Liu Min, Zhao Luosha, Yuan Jiaying
Department of Cardiovascular Medicine, The First Affiliated Hospital of Zhengzhou University, No. 1 East Jianshe Road, Zhengzhou 450052, China; Department of Cardiovascular Medicine, Zhengzhou Central Hospital, Zhengzhou University, No. 195 Tongbai Road, Zhengzhou 450007, China.
Department of Cardiovascular Medicine, The First Affiliated Hospital of Zhengzhou University, No. 1 East Jianshe Road, Zhengzhou 450052, China.
Comput Math Methods Med. 2016;2016:9506829. doi: 10.1155/2016/9506829. Epub 2016 Mar 16.
The purpose of present study was to construct the best screening model of congenital heart disease serum markers and to provide reference for further prevention and treatment of the disease.
Documents from 2006 to 2014 were collected and meta-analysis was used for screening susceptibility genes and serum markers closely related to the diagnosis of congenital heart disease. Data of serum markers were extracted from 80 congenital heart disease patients and 80 healthy controls, respectively, and then logistic regression analysis and support vector machine were utilized to establish prediction models of serum markers and Gene Ontology (GO) functional annotation.

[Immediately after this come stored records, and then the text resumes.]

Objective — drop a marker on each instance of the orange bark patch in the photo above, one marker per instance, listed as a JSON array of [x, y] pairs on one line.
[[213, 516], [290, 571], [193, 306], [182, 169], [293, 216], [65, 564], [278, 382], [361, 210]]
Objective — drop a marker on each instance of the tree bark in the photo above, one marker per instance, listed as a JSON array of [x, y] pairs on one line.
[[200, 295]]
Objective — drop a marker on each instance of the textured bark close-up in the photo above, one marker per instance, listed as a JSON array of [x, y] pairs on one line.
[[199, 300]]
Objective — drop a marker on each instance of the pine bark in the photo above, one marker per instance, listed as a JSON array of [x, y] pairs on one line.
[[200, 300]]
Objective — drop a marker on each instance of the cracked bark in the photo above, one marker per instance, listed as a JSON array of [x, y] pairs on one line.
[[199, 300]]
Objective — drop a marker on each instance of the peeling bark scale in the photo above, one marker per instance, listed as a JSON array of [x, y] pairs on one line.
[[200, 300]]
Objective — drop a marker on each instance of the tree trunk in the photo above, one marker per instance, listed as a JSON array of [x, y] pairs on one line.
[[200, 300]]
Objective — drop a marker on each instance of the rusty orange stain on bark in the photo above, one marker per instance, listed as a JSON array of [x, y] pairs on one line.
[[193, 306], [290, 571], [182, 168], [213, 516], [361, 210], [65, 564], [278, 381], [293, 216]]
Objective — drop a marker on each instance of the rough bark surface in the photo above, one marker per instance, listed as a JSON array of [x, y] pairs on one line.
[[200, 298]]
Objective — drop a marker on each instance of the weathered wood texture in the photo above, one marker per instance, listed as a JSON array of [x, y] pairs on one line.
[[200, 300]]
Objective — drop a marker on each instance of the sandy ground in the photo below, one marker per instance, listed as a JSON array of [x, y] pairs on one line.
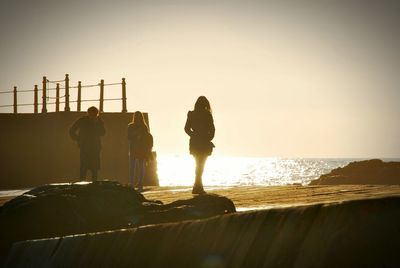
[[262, 197]]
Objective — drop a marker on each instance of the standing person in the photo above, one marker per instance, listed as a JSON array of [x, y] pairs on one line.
[[200, 127], [87, 131], [140, 146]]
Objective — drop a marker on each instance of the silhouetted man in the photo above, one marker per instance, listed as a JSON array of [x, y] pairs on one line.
[[87, 131]]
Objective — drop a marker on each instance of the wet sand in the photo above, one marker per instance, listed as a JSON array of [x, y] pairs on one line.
[[264, 197]]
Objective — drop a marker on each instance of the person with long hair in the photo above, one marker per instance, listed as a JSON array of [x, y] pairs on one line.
[[140, 147], [200, 127]]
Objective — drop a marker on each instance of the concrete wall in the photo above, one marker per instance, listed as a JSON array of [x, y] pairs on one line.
[[36, 149], [361, 233]]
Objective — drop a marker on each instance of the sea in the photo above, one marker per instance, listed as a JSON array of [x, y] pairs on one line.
[[178, 170]]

Results showed that NKX2.5, GATA4, and FOG2 were susceptibility genes of congenital heart disease. CRP, BNP, and cTnI were risk factors of congenital heart disease (p < 0.05); cTnI, hs-CRP, BNP, and Lp(a) were significantly close to congenital heart disease (p < 0.01). ROC curve indicated that the accuracy rate of Lp(a) and cTnI, Lp(a) and BNP, and BNP and cTnI joint prediction was 93.4%, 87.1%, and 97.2%, respectively. But the detection accuracy rate of the markers' relational model established by support vector machine was only 85%. GO analysis suggested that NKX2.5, GATA4, and FOG2 were functionally related to Lp(a) and BNP.

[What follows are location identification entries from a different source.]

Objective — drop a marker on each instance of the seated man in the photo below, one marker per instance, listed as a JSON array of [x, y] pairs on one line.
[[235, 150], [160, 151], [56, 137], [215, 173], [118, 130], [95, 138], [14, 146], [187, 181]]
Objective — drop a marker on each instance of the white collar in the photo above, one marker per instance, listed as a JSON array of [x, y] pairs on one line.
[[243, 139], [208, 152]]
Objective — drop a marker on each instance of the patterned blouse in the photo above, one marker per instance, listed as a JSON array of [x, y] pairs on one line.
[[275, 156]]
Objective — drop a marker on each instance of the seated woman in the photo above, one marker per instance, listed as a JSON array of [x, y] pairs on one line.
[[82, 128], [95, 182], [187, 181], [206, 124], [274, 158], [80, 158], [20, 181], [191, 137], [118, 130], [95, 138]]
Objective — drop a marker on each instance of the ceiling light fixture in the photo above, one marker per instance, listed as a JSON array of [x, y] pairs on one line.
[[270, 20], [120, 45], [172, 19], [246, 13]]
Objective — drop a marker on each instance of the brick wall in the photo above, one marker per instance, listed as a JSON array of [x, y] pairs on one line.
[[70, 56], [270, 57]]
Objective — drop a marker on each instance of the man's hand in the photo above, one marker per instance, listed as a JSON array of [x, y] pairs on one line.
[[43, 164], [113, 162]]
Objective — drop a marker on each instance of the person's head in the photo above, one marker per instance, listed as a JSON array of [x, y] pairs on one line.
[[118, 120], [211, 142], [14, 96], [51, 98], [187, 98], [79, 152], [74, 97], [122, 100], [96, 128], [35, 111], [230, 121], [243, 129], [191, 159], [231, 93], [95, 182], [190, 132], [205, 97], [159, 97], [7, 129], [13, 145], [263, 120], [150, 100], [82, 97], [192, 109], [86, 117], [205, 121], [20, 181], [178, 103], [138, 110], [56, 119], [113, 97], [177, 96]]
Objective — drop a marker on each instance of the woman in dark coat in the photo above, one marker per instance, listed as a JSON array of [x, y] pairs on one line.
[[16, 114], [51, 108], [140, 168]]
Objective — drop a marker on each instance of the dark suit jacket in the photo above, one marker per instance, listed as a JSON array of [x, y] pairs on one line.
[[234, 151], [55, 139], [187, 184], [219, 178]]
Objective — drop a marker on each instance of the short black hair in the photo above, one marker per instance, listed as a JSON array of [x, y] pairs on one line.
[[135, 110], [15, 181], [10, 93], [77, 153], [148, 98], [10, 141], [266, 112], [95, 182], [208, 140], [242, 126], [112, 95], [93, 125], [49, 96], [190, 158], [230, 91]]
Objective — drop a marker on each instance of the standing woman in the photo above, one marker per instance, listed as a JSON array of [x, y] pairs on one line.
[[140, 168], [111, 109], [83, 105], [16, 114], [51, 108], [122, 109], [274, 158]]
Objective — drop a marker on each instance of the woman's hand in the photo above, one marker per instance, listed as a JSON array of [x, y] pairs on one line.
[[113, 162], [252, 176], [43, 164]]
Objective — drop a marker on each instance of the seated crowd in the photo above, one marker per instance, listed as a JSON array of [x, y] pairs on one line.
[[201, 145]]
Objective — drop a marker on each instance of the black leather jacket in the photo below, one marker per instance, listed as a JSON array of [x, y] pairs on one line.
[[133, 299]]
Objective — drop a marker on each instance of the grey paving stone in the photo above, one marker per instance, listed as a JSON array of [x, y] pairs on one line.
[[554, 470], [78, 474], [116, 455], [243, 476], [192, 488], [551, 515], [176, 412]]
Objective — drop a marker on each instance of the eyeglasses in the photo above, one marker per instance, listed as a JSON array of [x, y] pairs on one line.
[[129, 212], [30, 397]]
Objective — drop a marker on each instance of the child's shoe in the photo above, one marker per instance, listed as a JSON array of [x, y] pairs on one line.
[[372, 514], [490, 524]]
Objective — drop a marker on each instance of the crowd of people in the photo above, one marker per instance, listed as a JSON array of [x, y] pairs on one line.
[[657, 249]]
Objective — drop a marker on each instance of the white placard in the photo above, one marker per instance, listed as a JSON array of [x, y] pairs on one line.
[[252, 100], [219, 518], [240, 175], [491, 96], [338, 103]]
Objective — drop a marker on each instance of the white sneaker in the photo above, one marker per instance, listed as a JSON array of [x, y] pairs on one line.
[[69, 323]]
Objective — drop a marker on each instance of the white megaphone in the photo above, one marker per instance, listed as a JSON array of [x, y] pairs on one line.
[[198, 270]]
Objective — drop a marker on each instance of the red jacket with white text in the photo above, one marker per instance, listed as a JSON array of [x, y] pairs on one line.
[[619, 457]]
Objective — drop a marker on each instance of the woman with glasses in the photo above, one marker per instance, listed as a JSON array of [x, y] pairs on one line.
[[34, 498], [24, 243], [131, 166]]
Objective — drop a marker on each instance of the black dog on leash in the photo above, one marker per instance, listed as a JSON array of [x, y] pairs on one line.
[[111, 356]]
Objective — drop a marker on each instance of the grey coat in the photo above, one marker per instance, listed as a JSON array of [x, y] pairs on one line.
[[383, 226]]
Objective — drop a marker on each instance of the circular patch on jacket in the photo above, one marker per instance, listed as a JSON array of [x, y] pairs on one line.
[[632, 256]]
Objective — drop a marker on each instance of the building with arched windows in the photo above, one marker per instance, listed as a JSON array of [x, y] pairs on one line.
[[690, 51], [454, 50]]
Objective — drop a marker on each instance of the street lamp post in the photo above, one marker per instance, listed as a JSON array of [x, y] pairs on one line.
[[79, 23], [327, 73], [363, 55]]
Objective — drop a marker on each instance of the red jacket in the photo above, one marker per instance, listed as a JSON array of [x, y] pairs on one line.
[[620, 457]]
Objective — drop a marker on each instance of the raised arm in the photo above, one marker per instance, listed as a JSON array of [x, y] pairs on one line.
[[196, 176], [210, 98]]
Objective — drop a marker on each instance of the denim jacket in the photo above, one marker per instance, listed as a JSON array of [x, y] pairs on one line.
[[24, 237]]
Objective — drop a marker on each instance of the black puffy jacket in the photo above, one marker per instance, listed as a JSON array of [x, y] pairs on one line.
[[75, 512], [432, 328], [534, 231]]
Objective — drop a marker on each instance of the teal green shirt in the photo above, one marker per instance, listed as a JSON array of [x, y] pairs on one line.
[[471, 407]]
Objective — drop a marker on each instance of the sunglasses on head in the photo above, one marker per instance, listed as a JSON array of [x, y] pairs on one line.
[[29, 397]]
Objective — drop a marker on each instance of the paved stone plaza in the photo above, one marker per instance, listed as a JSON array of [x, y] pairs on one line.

The combined markers model of BNP and cTnI had the highest accuracy rate, providing a theoretical basis for the diagnosis of congenital heart disease.
本研究旨在构建先天性心脏病血清标志物的最佳筛查模型,为该疾病的进一步防治提供参考。
收集2006年至2014年的文献,采用荟萃分析筛选与先天性心脏病诊断密切相关的易感基因和血清标志物。分别从80例先天性心脏病患者和80例健康对照中提取血清标志物数据,然后利用逻辑回归分析和支持向量机建立血清标志物预测模型及基因本体(GO)功能注释。
结果显示,NKX2.5、GATA4和FOG2是先天性心脏病的易感基因。CRP、BNP和cTnI是先天性心脏病的危险因素(p<0.05);cTnI、hs-CRP、BNP和Lp(a)与先天性心脏病显著相关(p<0.01)。ROC曲线表明,Lp(a)与cTnI、Lp(a)与BNP以及BNP与cTnI联合预测的准确率分别为93.4%、87.1%和97.2%。但支持向量机建立的标志物关联模型检测准确率仅为85%。GO分析表明,NKX2.5、GATA4和FOG2在功能上与Lp(a)和BNP相关。
BNP和cTnI联合标志物模型准确率最高,为先天性心脏病的诊断提供了理论依据。